Every man must shout: there is great destructive, negative work to be done. To
sweep, to clean. The cleanliness of the individual materialises after we've gone
through folly, the aggressive, complete folly of a world left in the hands of
bandits who have demolished and destroyed the centuries. With neither aim nor
plan, without organisation: uncontrollable folly, decomposition. Those who are
strong in word or in strength will survive, because they are quick to defend
themselves; the agility of their limbs and feelings flames on their faceted
flanks.

Morals have given rise to charity and pity, two dumplings that have grown like
elephants, planets, which people call good. There is nothing good about them.
Goodness is lucid, clear and resolute, and ruthless towards compromise and
politics. Morality infuses chocolate into every man's veins. This task is not
ordained by a supernatural force, but by a trust of ideas-merchants and academic
monopolists. Sentimentality: seeing a group of bored and quarrelling men, they
invented the calendar and wisdom as a remedy. By sticking labels on to things,
the battle of the philosophers we let loose (money-grubbing, mean and meticulous
weights and measures) and one understood once again that pity is a feeling, like
diarrhoea in relation to disgust, that undermines health, the filthy carrion job
of jeopardising the sun.
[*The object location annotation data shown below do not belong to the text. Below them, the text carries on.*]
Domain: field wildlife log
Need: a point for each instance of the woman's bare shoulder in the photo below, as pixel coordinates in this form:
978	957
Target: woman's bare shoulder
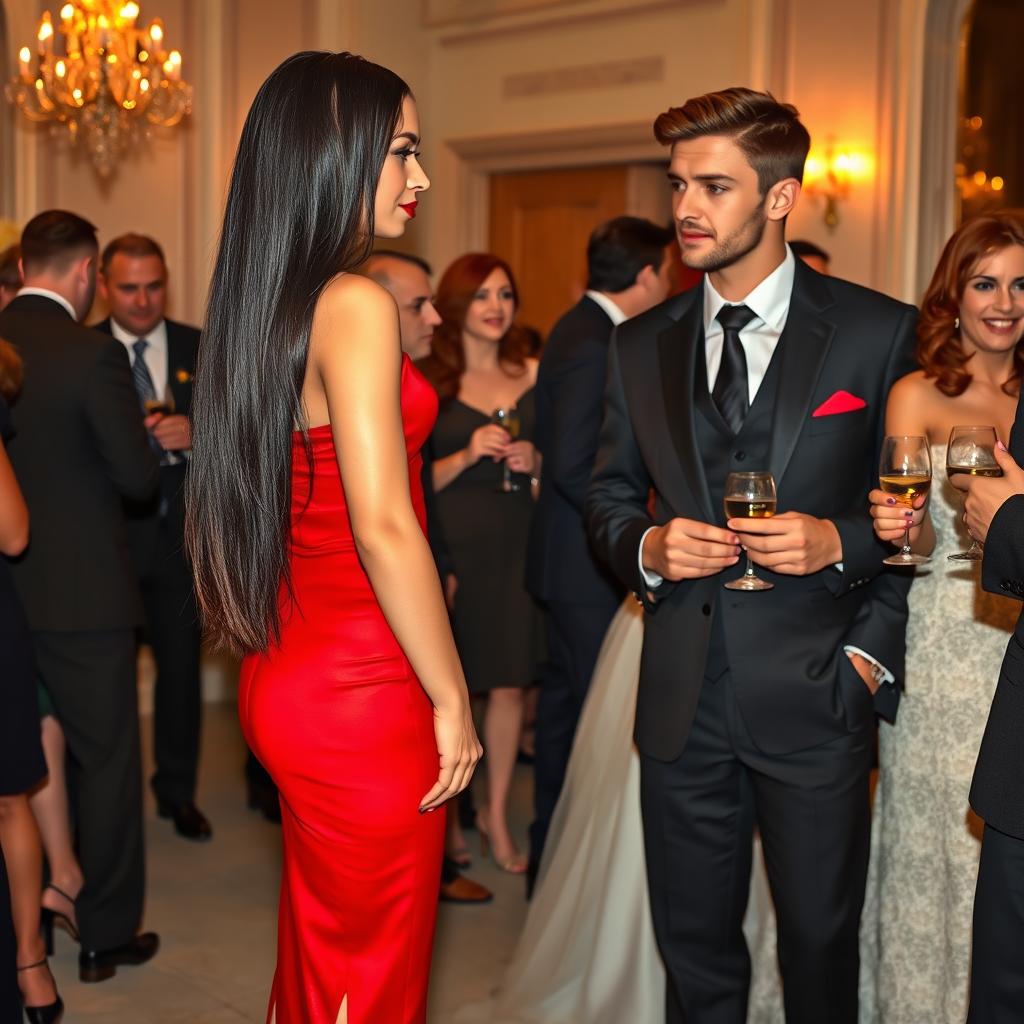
354	295
354	307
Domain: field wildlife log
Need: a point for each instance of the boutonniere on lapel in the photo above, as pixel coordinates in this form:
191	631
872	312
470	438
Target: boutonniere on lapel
841	401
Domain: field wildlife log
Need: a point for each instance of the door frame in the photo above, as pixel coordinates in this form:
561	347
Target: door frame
468	163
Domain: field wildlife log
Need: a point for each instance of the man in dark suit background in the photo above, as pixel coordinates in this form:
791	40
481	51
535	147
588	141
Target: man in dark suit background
628	271
753	706
994	511
133	284
408	280
80	450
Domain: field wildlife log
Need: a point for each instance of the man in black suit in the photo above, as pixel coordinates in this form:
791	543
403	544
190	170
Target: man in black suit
80	450
162	352
994	512
753	707
628	271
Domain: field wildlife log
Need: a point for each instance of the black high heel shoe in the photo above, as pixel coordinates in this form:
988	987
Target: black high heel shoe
49	916
52	1012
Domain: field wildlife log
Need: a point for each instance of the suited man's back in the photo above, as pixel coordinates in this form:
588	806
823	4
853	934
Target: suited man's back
80	448
560	563
142	518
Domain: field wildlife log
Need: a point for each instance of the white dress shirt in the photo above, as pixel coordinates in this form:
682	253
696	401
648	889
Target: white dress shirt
770	304
608	305
47	294
156	352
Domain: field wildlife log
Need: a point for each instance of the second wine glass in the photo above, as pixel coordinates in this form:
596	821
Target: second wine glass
750	496
905	472
972	452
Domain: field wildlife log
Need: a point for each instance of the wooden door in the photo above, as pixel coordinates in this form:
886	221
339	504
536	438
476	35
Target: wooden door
540	222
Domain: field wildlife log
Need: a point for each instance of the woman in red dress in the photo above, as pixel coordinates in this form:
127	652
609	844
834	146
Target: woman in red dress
305	526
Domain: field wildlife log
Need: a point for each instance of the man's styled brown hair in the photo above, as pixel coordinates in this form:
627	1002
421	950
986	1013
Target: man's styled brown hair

I proclaim the opposition of all the cosmic faculties
to that blennorrhoea of a putrid sun that issues from the factories of
philosophical thought, the fight to the death, with all the resources of

DADAIST DISGUST

Every product of disgust that is capable of becoming a negation of the family is
dada; DADA; acquaintance with all the means hitherto rejected by the sexual
prudishness of easy compromise and good manners: DADA; abolition of logic, dance
of those who are incapable of creation: DADA; every hierarchy and social
equation established for values by our valets: DADA; every object, all objects,
feelings and obscurities, every apparition and the precise shock of parallel
lines, are means for the battle of: DADA; the abolition of memory: DADA; the
abolition of archaeology: DADA the abolition of prophets: DADA; the abolition of
the future: DADA; the absolute and indiscutable belief in every god that is an
immediate product of spontaneity: DADA; the elegant and unprejudiced leap from
on harmony to another sphere; the trajectory of a word, a cry, thrown into the
air like an acoustic disc; to respect all individualities in their folly of the
moment, whether serious, fearful, timid, ardent, vigorous, decided or
enthusiastic; to strip one's church of every useless and unwieldy accessory; to
spew out like a luminous cascade any offensive or loving thought, or to cherish
it - with the lively satisfaction that it's all precisely the same thing - with
the same intensity in the bush, which is free of insects for the blue-blooded,
and gilded with the bodies of archangels, with one's soul. Liberty: DADA DADA
DADA; - the roar of contorted pains, the interweaving of contraries and all
contradictions, freaks and irrelevancies: LIFE.